The problem of the author in Baxtin's aesthetics has been considered a problematic one since the discovery of Baxtin's legacy in the late 1970s. What makes it problematic is an absence of a single organic theory of the author in Bxhtin's writings. In order to reconstruct it, I propose to analyze how Baxtin was elaborating the idea of the author throughout his career. I argue that there were no internal contradictions in Baxtin's early works compared to his last ones, as Natal'ja Bonetskaja (1985) pointed out.
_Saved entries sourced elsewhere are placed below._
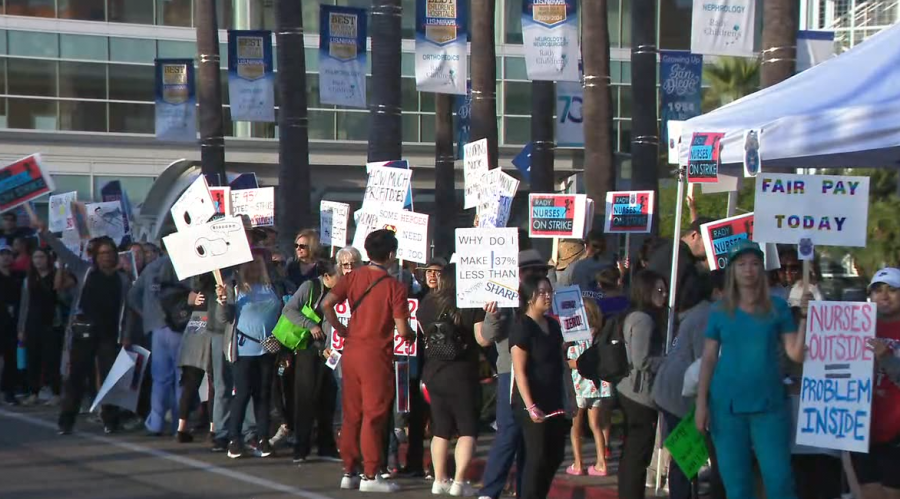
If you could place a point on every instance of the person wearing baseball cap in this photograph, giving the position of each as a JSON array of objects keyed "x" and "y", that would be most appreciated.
[{"x": 877, "y": 471}]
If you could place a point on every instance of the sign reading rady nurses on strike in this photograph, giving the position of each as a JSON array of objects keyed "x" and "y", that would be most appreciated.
[{"x": 829, "y": 210}]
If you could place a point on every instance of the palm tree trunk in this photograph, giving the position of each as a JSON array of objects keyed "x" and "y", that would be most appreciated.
[
  {"x": 386, "y": 125},
  {"x": 484, "y": 77},
  {"x": 644, "y": 127},
  {"x": 209, "y": 95},
  {"x": 444, "y": 176},
  {"x": 293, "y": 204},
  {"x": 599, "y": 161}
]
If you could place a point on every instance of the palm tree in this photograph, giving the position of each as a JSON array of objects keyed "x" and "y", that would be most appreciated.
[
  {"x": 484, "y": 77},
  {"x": 599, "y": 161},
  {"x": 728, "y": 80},
  {"x": 386, "y": 126},
  {"x": 293, "y": 204},
  {"x": 209, "y": 95}
]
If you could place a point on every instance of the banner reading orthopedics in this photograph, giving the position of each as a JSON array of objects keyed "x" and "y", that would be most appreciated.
[
  {"x": 251, "y": 79},
  {"x": 680, "y": 74},
  {"x": 723, "y": 27},
  {"x": 441, "y": 49},
  {"x": 550, "y": 32},
  {"x": 342, "y": 56},
  {"x": 176, "y": 100}
]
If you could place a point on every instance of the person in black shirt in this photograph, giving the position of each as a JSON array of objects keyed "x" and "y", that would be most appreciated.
[{"x": 535, "y": 344}]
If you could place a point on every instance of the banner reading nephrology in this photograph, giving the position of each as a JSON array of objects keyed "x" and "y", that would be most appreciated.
[
  {"x": 550, "y": 32},
  {"x": 441, "y": 49},
  {"x": 251, "y": 77},
  {"x": 176, "y": 100},
  {"x": 342, "y": 56}
]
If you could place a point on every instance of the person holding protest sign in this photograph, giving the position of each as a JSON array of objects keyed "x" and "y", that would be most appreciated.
[
  {"x": 741, "y": 397},
  {"x": 379, "y": 304},
  {"x": 878, "y": 471}
]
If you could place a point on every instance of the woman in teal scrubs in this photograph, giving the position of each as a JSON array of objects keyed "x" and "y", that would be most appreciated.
[{"x": 741, "y": 398}]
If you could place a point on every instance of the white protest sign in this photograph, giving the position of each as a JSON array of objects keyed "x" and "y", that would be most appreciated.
[
  {"x": 830, "y": 210},
  {"x": 195, "y": 206},
  {"x": 387, "y": 188},
  {"x": 475, "y": 165},
  {"x": 122, "y": 385},
  {"x": 333, "y": 218},
  {"x": 569, "y": 306},
  {"x": 258, "y": 204},
  {"x": 211, "y": 246},
  {"x": 60, "y": 212},
  {"x": 488, "y": 267},
  {"x": 837, "y": 388}
]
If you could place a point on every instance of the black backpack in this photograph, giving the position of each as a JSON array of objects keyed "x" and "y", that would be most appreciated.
[
  {"x": 607, "y": 359},
  {"x": 443, "y": 339}
]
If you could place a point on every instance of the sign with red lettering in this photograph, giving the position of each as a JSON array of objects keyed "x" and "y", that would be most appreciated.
[
  {"x": 23, "y": 181},
  {"x": 837, "y": 388}
]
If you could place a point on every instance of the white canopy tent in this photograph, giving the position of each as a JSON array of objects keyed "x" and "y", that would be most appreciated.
[{"x": 844, "y": 112}]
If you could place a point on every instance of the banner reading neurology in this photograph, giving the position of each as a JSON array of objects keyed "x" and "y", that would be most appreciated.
[
  {"x": 176, "y": 100},
  {"x": 251, "y": 77},
  {"x": 680, "y": 74},
  {"x": 723, "y": 27},
  {"x": 342, "y": 56},
  {"x": 441, "y": 49},
  {"x": 828, "y": 209},
  {"x": 550, "y": 32},
  {"x": 837, "y": 387}
]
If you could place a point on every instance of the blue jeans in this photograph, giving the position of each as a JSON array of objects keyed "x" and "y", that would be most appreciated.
[
  {"x": 508, "y": 445},
  {"x": 166, "y": 390}
]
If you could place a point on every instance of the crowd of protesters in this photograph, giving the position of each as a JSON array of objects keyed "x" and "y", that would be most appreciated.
[{"x": 744, "y": 326}]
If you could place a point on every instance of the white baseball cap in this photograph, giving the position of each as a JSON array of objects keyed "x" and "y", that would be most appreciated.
[{"x": 887, "y": 275}]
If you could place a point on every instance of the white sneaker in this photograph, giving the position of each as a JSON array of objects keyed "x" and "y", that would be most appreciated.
[
  {"x": 378, "y": 484},
  {"x": 441, "y": 487},
  {"x": 462, "y": 489},
  {"x": 350, "y": 482}
]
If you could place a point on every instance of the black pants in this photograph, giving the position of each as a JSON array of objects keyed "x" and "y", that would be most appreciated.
[
  {"x": 640, "y": 435},
  {"x": 252, "y": 380},
  {"x": 83, "y": 356},
  {"x": 315, "y": 396},
  {"x": 545, "y": 445}
]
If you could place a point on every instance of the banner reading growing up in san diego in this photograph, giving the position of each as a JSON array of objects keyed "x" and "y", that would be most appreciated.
[
  {"x": 680, "y": 74},
  {"x": 342, "y": 56},
  {"x": 441, "y": 36},
  {"x": 176, "y": 100},
  {"x": 550, "y": 32},
  {"x": 251, "y": 79}
]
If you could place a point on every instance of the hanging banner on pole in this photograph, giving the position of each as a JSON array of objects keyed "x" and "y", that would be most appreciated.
[
  {"x": 176, "y": 100},
  {"x": 441, "y": 46},
  {"x": 251, "y": 76},
  {"x": 723, "y": 27},
  {"x": 550, "y": 33},
  {"x": 680, "y": 73},
  {"x": 342, "y": 56},
  {"x": 629, "y": 212}
]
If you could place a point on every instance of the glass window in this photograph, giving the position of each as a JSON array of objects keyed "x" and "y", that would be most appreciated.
[
  {"x": 32, "y": 77},
  {"x": 32, "y": 114},
  {"x": 82, "y": 80},
  {"x": 131, "y": 118},
  {"x": 174, "y": 12},
  {"x": 92, "y": 48},
  {"x": 132, "y": 50},
  {"x": 82, "y": 116},
  {"x": 518, "y": 98},
  {"x": 33, "y": 44},
  {"x": 128, "y": 82},
  {"x": 130, "y": 11},
  {"x": 85, "y": 10},
  {"x": 36, "y": 8},
  {"x": 353, "y": 126}
]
She states that throughout his career Baxtin vacillated between two diametrically opposed statements: in the early texts ("Author and Hero") he insists on the author's creative activity and full passivity of the hero, while in Problems of Dostoevskij's Poetics he switches to the idea of the author's passivity.
In fact, in his early work ("Author and hero"), Baxtin does not elaborate the hierarchy of the authorship in strict terms. The "author" appears there in a twofold hypostasis - as a creator of the artistic world and as passive contemplator, who does not intrude upon the created world. Only while developing the theory of polyphonic novel (in Problems of Dostoevskij's Poetics) where the position of the author has been cardinally changed, did Baxtin realize the necessity of detaching the author-creator from his objectified image. So when the author thinks of himself in order to represent himself in the text, he builds an image of himself that never coincides with his real self. In PDP Baxtin ushered in the term "secondary author," which is not "the aesthetically active subject," but one of the images of the text.
Therefore, Baxtin uses the term "author" in three different meanings: the author as a biographical person (in Baxtin's texts it is correlated with the words "artist," "prosaic"); the author as a creator (the scholar sometimes calls him a primary author), and the implied author (the notion of the secondary author corresponds to this). Sometimes the critics do not take into account Baxtin's differentiation between the author-creator and the secondary author and substitute them. Thus, Emerson and Morson (1990) propose to distinguish between two kinds of authors—"the biographical person and the author as creator of the work (the so-called image of the author)," whereas Baxtin repeatedly insists that the author-creator as natura naturans is always exotopic (in a position of vnenaxodimost') to the characters and the narrative world, as well as to the objectified image of himself (i.e. "secondary author") he has created in the text.